A U.S. Senate Committee on Foreign Relations report, accusing China of promoting an authoritarian atmosphere in cyberspace, says that the Venezuelan regime has taken full advantage of China’s hardware and services to control Venezuelans.
The report, commissioned by Democrat Senator Bob Menéndez, says that Venezuela owns internet and mobile network equipment, intelligent monitoring systems, and face recognition technology that has been developed and set up by Chinese companies.
Government officials have also traveled to China to take part in information management seminars.
“The regime,” the report says, “uses these technologies to censor and control its critics by blocking social media platforms and political content, using pro-regime commentators to manipulate online discussions, stifling content critical of Maduro, increasing surveillance of citizens, tracking and detaining government critics, and accessing the data of human rights organizations.”

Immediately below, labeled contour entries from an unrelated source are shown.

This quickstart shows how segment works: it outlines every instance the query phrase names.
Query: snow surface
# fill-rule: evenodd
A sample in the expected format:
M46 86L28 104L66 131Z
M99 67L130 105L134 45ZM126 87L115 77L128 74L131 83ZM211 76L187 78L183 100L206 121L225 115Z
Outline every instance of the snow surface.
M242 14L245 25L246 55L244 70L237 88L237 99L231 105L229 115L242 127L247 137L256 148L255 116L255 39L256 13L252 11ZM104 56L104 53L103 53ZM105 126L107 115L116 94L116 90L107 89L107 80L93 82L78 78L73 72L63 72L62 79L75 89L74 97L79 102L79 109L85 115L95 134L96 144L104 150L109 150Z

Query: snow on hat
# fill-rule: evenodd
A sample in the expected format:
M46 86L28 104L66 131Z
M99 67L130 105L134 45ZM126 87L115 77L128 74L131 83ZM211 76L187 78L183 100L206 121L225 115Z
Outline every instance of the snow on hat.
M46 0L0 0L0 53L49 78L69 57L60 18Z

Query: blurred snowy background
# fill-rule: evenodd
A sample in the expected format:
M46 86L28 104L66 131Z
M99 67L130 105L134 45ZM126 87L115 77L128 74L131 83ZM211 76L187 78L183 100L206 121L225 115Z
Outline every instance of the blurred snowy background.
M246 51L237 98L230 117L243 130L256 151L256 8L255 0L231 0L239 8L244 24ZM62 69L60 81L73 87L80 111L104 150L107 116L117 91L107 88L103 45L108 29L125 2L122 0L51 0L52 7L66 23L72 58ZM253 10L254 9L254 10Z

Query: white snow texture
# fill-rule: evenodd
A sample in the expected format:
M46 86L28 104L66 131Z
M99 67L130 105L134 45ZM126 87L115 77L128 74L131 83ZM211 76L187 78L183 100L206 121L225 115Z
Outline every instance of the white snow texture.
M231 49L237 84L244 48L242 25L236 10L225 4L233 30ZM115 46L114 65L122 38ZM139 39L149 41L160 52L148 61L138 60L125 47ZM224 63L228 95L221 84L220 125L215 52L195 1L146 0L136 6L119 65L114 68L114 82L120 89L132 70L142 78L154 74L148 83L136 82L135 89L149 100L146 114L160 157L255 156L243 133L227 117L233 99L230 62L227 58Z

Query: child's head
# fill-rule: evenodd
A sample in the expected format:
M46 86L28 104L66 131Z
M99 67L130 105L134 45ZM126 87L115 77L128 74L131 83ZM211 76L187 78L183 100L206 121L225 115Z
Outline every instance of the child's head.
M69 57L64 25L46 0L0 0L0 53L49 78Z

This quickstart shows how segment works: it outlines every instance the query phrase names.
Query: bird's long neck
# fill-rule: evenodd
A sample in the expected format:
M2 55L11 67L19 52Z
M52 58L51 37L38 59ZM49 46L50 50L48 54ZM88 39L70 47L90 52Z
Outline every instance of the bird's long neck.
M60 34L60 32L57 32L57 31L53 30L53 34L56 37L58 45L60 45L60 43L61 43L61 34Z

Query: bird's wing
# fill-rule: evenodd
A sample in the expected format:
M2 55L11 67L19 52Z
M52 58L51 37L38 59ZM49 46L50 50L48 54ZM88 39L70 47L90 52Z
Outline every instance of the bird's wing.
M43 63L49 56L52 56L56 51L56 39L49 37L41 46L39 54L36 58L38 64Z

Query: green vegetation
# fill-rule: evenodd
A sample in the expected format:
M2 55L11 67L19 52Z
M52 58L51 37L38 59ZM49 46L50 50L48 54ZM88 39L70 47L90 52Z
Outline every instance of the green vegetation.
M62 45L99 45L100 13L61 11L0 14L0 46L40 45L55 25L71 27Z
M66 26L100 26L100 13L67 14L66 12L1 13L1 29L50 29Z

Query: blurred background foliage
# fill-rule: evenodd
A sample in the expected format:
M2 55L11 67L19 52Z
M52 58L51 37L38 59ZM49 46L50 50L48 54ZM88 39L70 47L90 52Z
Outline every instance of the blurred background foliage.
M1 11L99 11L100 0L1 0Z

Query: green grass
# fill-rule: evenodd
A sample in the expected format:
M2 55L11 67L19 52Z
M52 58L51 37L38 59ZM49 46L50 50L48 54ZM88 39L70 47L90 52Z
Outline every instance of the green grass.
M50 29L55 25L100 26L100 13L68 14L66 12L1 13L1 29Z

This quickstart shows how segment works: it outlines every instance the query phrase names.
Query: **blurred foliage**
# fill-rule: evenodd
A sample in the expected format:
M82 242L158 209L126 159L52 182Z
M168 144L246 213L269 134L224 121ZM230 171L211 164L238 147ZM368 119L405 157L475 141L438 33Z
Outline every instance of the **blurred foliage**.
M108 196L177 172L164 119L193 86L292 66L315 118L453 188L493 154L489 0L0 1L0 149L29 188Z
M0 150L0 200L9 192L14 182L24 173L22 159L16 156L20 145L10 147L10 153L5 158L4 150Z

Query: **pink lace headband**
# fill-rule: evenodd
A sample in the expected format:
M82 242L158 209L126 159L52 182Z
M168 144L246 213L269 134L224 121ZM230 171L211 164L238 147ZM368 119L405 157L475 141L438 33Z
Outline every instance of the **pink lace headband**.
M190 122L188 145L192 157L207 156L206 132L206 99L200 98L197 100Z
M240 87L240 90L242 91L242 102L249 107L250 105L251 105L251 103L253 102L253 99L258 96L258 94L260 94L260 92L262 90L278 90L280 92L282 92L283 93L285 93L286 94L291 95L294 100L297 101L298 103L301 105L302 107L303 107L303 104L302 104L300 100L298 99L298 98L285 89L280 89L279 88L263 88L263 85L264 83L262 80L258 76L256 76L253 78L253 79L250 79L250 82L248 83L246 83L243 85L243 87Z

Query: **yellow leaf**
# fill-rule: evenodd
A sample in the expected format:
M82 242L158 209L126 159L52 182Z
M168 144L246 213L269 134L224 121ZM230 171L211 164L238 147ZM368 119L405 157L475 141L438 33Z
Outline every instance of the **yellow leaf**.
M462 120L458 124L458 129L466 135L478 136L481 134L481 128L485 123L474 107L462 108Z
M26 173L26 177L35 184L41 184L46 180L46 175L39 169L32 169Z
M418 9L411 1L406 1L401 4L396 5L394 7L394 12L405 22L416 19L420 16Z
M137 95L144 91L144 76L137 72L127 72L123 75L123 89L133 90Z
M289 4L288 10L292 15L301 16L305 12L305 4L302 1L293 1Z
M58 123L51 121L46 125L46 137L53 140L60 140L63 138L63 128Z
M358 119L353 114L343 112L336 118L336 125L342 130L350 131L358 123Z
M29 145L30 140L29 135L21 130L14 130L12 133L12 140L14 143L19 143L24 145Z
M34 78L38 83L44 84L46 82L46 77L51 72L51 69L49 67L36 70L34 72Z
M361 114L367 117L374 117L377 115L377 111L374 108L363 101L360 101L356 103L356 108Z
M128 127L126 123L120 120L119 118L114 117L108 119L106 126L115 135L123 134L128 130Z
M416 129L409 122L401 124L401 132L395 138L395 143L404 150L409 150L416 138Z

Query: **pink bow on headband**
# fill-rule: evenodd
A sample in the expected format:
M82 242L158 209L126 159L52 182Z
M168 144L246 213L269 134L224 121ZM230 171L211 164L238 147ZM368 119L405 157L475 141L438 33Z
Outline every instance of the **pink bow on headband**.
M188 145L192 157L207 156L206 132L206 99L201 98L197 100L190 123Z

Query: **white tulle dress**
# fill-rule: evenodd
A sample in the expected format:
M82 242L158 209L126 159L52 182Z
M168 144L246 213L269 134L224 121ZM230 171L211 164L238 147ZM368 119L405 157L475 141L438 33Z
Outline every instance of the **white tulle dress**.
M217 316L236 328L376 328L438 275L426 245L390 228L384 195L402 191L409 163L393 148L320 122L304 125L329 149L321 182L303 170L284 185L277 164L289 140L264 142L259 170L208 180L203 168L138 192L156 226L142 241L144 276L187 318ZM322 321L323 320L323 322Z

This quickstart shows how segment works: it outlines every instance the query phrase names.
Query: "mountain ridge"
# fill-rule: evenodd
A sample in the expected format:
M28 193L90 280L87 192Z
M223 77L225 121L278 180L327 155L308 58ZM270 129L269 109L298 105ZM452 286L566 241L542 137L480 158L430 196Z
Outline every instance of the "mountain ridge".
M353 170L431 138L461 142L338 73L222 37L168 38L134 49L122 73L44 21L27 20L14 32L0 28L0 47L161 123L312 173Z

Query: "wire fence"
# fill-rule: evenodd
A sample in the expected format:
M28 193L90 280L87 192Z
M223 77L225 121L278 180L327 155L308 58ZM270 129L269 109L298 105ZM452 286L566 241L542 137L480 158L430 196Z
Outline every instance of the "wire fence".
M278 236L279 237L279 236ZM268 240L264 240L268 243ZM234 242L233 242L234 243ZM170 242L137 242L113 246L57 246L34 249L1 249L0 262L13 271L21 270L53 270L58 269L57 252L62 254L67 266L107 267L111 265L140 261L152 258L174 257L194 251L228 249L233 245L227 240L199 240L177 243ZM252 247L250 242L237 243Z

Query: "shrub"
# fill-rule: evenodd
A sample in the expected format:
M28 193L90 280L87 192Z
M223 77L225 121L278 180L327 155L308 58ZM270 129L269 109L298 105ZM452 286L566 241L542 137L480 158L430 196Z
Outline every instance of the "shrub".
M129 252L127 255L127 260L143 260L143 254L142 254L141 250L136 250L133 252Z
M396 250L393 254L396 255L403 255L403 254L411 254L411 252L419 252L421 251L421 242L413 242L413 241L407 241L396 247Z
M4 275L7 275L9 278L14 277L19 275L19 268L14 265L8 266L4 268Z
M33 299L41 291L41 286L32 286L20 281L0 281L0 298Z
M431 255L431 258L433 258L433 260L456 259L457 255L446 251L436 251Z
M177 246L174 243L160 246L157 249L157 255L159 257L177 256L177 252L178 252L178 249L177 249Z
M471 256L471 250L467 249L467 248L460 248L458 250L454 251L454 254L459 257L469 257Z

According to the document, the Chinese telecommunications company ZTE has helped the Nicolás Maduro regime to create the Venezuelan Fatherland Card, something critics have said is used to exert tougher social control over the population.
According to employees of the institution in charge of the card system, the database stores birthdates, family, employment and income, private property, medical history, state benefits, social media presence, political party affiliation, and voting records.
ZTE has also supported Maduro in building six emergency response centers in larger cities and in centralizing the government’s video surveillance.
The Menéndez report
The Senate Committee on Foreign Relations requested the report, which was signed by Menéndez and prepared after reviewing documentation and interviewing former government officials and nongovernmental experts.
The report documents how the Chinese government creates a legal framework to strengthen the Communist Party’s manipulation of tools of “digital authoritarianism” to export it abroad.
“The People’s Republic of China is pressing forward […] to build and expand digital authoritarianism through economic, political, diplomatic, and coercive means at home and abroad,” the 61-page document says.